The Evolution of Business Models in the PC Market, 1980-2010

In this, the 60th anniversary year of the computer, it may be interesting to look back at a couple of key events in the evolution of this very important market. This is a market now amounting to extraordinary numbers of machines. In 2010, the last year for which we have numbers, there were no less than 10 million machines shipped! This growth and penetration is unparalled in the history of industrial products in the last 100 years, and is an amazing success. However, to get to this stage, the industry had to make its way through some issues and decision points. There are generally agreed to have been key turning points. What would have happened if they had gone differently?

Note: This week, we feature a guest column by alcibiades, as Thom is attending a concert by The Streets in Paradiso, Amsterdam. Next week he will be writing the column again.

This excerpt from Computer World for March 2011 is reproduced by permission of the publisher.

Let’s recapitulate the present state of the market. IBM, as was always expected, has retained its dominance of the corporate sector. The last minute decision to use its own software on its new line of machines, and the court decision against Compaq and Phoenix, led to the dominance of the end to end model. This model now has a 97% share of shipments. As is well known to corporate buyers, this allowed IBM to deliver seamless integrated solutions to the desktop, using a mix of mainframe servers and intelligent terminals. There has been extraordinary progress in the speed and functionality of these terminals. In 2010, some have a few megabytes of memory, and there are rumours of hard drives with several hundred megabytes appearing shortly. Local computing, which was previously unheard of, is possible. Color screens and sophisticated graphics are beginning to find their way from the art departments of advertising agencies into some executive offices, but it will be a long time before these are anything more than expensive toys for most people.

There is a small market for standalone educational and home machines. The Amiga, the Macintosh, and a host of other familiar names fill this segment. It probably accounts for about 10% of the total market. Apple leads at the expensive end of this market, but the Amiga is still strong.

The first time buyer of a computer today faces an interesting and challenging decision. Whatever choice he makes will have strong implications for the rest of his life. Whichever supplier he goes with, he will get a full range of applications, but he will not be able to move these applications from one platform to another, and the vendors have also adopted incompatible file formats, so that he will not even be able to move his documents very easily. Nor will any of his peripherals work with any other supplier’s. Move computer platforms, and you will have to jettison keyboard, mouse, screen, server. Few companies ever do it.

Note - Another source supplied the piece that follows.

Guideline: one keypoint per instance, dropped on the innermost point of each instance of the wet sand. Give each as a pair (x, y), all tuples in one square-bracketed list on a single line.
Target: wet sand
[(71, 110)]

Service levels in the market are usually thought to be very high and fully satisfactory. As one corporate buyer we spoke to for this article said, “Why do I need to choose between thirteen different suppliers of something? What I want is one supplier who delivers. I have that.”

When we look back, we can see now that so many of the ideas trumpeted in the early 80’s about the future were no better than the fantasies then current about wrist communicators. The idea that there could ever be a global information network turned out to require huge quantities of standard platforms, which simply do not exist. The idea that out of copyright books could be digitised and made generally freely available would of course require open formats. There are none. The idea that one day we would all have computers in our homes was perhaps the most absurd. What on earth would we do with them? How would we ever afford them? Apart from the mains socket, what would we ever connect them to?

Still, if the development of this market and technology has not realised the wilder dreams of the visionaries of the last century, it has contributed greatly to progress, and some applications that have seemed unlikely are now being realised. We are just now acquiring machines powerful enough to do graphical manipulation of photographic images, and researchers at IBM, while remaining very tight lipped about how exactly this is to be accompished, do hint that their computers may have abilities of this sort within the next five years. There is talk of universal messaging services. IBM’s service arm is considering building a massive email switch; a sort of electronic clearing house, to enable companies to send messages to each other, even if they do not run on the same computer systems. What a remarkable innovation this would be, and testimony to the creative powers of the industry.

Looking back, we can now see how little merit there was to some early proposals that it would be best if the industry standardized on compatible hardware, which could be made by anyone. It would have been a disaster. Companies would have competed solely on price, quality and reliability would have plummeted, huge numbers of cheap and marginally functional machines would have flooded the market, there would have been no way to deliver the seamless end to end controlled user experience which is such a wonderful feature of our present environment. It is, we now see, only in a world in which hardware and software are developed, manufactured, marketed and supported by the same organisation, that customers can really get the quality and stability they most deeply desire and need. It was the far sighted courts in the IBM Phoenix case that we can thank for this. Thanks to them, the industry has been able to adopt a sustainable business model, and put creativity and innovation ahead of the pressures for short term profits.

And so, we look forward to ever growing sales, and the prospect that by the year 2050, the market may as much as double. Just think, 20 million machines a year. What a remarkable growth record that will be, if it happens!